Policiales

Detienen a un policía bonaerense por vender un arsenal de armas a criminales

Sucedió en Azul. Mario Enrique Agüero tiene 71 años y se jubiló en el año 2006. Lo delataron su mujer y su hijo

jueves 14 de septiembre de 2017 - 6:02 am

Un agente retirado de la Policía Bonaerense, acusado de proveer de armas a delincuentes, fue detenido después de que su esposa de 71 años y su hijo de 31 lo delataran porque los echó de su casa en medio de una discusión familiar.

Según detalla el diario Perfil, Mario Enrique Agüero es un ex suboficial mayor del escalafón comando que se retiró de la fuerza en el año 2006, cuando León Arslanián estaba a cargo del Ministerio de Seguridad de Buenos Aires.

Tres antes había sido ascendido por el comisario general Alberto Sobrado, el ex jefe de la fuerza enjuiciado y absuelto por el delito de enriquecimiento ilícito.

Según fuentes policiales, el legajo Nº 92.006 de Agüero no registra faltas importantes.
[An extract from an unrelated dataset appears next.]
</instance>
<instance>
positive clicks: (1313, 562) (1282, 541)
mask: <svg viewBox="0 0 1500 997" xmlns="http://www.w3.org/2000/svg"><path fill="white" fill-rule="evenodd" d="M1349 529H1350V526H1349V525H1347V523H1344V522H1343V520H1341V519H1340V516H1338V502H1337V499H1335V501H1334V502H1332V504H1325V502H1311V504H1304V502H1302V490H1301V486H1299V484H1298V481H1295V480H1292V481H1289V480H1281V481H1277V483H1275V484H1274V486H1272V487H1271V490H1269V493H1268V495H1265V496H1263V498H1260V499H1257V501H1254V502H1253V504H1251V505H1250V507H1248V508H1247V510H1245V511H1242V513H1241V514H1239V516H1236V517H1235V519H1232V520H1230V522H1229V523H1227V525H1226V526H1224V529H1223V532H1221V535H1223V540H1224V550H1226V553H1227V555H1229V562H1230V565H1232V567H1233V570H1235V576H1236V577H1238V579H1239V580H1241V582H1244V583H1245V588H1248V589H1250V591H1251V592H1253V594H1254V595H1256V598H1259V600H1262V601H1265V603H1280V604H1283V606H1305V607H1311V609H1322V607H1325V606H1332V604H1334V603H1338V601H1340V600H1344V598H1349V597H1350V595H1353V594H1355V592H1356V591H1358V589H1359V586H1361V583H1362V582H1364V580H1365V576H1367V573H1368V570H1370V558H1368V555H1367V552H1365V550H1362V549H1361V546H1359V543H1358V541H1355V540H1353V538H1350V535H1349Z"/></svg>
Sin embargo, once años después de haberse retirado, sus ex compañeros lo demoraron cuando descubrieron que en su domicilio de la calle Leyria, entre 9 de Julio y Roca (en la ciudad bonaerense de Azul), almacenaba armas, municiones y granadas de distintos tipos, marcas y colores.

Agüero tenía pistolas, revólveres, fusiles y escopetas hasta en la habitación matrimonial. En total, hallaron ocho carabinas, veintidós escopetas, seis fusiles, once revólveres y cinco pistolas.
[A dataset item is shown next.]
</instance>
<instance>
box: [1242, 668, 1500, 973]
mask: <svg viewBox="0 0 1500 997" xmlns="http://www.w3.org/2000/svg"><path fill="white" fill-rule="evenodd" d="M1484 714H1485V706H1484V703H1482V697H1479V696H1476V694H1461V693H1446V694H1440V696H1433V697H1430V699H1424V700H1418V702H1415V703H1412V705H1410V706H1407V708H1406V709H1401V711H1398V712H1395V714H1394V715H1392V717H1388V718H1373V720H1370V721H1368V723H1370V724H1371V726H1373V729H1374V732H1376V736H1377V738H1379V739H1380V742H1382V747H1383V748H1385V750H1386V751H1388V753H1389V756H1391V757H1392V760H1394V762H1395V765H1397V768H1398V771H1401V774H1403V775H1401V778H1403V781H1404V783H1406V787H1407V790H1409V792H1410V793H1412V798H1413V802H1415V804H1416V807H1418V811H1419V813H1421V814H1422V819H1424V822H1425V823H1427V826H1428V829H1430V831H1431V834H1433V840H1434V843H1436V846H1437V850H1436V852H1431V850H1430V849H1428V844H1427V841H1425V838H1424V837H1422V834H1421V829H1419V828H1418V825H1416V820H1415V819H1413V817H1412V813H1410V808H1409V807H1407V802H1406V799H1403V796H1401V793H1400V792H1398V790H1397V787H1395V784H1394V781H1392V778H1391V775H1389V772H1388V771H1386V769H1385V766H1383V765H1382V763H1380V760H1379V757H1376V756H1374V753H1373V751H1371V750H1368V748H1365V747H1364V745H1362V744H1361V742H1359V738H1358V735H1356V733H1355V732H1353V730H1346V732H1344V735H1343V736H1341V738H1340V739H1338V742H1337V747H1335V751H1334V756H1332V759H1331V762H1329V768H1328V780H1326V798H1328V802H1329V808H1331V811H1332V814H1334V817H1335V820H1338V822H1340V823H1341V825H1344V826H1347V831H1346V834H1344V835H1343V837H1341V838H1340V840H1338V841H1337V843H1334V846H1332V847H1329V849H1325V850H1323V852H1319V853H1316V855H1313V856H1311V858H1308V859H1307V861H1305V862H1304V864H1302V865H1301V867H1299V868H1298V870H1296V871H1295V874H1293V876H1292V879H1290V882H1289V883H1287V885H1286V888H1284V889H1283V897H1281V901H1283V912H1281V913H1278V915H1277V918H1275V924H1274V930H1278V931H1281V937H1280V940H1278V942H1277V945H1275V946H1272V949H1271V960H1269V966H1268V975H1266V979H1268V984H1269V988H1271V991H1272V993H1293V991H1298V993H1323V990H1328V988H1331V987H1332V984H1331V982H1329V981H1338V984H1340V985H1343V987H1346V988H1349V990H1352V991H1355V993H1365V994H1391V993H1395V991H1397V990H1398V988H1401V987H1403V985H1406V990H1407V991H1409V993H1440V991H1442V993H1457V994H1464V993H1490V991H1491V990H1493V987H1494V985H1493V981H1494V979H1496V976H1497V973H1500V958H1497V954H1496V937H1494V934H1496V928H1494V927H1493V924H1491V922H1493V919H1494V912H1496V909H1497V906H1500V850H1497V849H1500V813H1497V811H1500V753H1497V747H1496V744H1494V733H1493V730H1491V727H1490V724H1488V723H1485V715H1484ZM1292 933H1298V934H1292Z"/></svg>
También 9.500 proyectiles, 400 municiones para escopetas, 15 petrechos militares, diez kilos de pólvora y hasta granadas de morteros.

De acuerdo a los voceros consultados, el ex policía “no contaba con la documentación que acreditara la posesión legal de las armas” que guardaba en su casa. Es más: algunas de ellas tenían la numeración limada.

En la denuncia que motivó la inspección del domicilio de la calle Leyria, su hijo manifestó que su padre poseía “una gran cantidad de armas largas y de puño” y que llevaba una “vida dudosa”.

Además del arsenal, los investigadores descubrieron que el suboficial retirado escondía 750 mil pesos con fajas bancarias en el altillo de su casa. Una pista señala que ese dinero sería parte de un botín por un robo millonario que sufrió un empresario de la zona.